The effect of parallel static and microwave electric fields on excited hydrogen atoms

Richards, D. (2005). The effect of parallel static and microwave electric fields on excited hydrogen atoms. New Journal of Physics, 7(138)



The classical dynamics of the hydrogen atom in parallel static and microwave electric fields are analysed. This work is motivated by recent experiments on excited hydrogen atoms in such fields, which show enhanced resonant ionization at certain combinations of field strengths. By analysing the dynamics using an appropriate representation and averaging approximations, a simple picture of the ionization process is obtained. This shows how the resonant dynamics are controlled by a separatrix that develops and moves through phase space as the fields are switched on and provides necessary conditions for a dynamical resonance to affect the ionization probability. In addition, these methods yield a simple approximate Hamiltonian that facilitates quantal calculations. Using high-order perturbation theory, we obtain a series expansion for the position of the dynamical resonance and an estimate for its radius of convergence. Because, unusually, the resonance island moves through the phase space, the position of the dynamical resonance does not coincide precisely with the ionization maxima.

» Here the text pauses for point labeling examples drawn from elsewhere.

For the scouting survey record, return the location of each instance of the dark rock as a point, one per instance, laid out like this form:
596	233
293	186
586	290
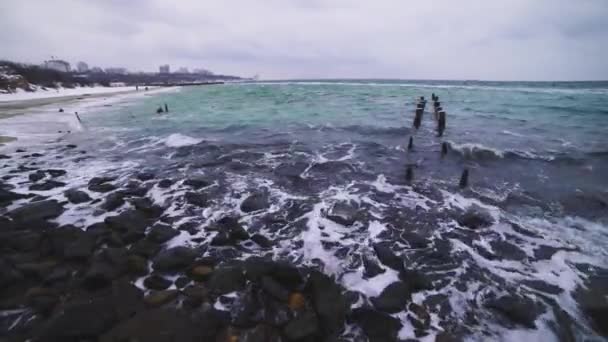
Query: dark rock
518	309
56	172
156	282
476	217
196	183
159	298
393	298
162	233
146	206
165	183
254	203
79	320
328	301
302	326
343	213
274	289
113	201
76	196
169	325
145	176
36	175
195	198
378	326
174	259
48	185
387	257
225	280
372	269
35	211
261	240
127	299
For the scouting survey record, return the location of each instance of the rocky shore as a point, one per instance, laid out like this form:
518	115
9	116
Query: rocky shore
121	279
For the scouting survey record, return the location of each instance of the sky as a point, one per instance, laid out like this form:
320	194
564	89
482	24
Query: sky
294	39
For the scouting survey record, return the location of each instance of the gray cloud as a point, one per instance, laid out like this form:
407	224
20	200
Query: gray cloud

Moreover, there are circumstances in which the field switch-on time dramatically affects the classical ionization probability; for long switch times, it reflects the shape of the incipient homoclinic tangle of the initial state, making it impossible to predict the resonance shape. Additionally, for a similar reason, the resonance ionization time can reflect the timescale of the motion near the separatrix, which is therefore much longer than conventional static field Stark ionization. All these effects are confirmed using accurate Monte Carlo calculations using the exact Hamiltonian. The dynamical structures producing these effects are present in the quantum dynamics; so we conclude that, for sufficiently large principal quantum numbers, the effects seen here will also be observed in the quantum dynamics.